In light of the revelations made earlier this month by former intelligence contractor Edward Snowden, Mr. Obama is meeting Friday with the Privacy and Civil Liberties Oversight Board, an independent agency within the executive branch that has only met previously with the president once during his four-and-a-half years in the White House.
Obama will speak with the oversight panel in Washington and is bringing along James Clapper, the director of national intelligence, as the discussion is expected to focus on the US government’s collection of phone and Internet records.
“Obama is specifically asking Clapper to review possible declassification of opinions from the Foreign Intelligence Surveillance Court, which approves the surveillance efforts,” the Associated Press reported.
The court, established under the Foreign Intelligence Surveillance Act of 1978, has the authority to compel telecommunication companies for the personal information of any user, American or other, in the name of investigating criminal matters.
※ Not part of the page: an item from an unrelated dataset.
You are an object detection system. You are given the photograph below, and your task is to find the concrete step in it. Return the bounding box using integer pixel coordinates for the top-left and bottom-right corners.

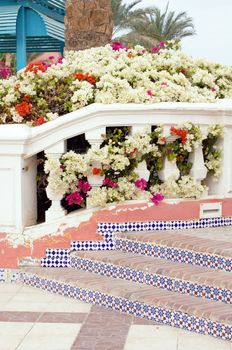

Those orders are done with questionable oversight, however, and are filed and delivered in secrecy. Gag-orders prevent telecoms from telling customers that their records are sought, and The Guardian newspaper published a leaked copy of one of those requests on Friday to show that a single paragraph is all that’s issued to demand the data.
A FISA judge simply “declares that the procedures submitted by the attorney general on behalf of the [National Security Agency] are consistent with US law and the Fourth Amendment,” The Guardian reported earlier this week.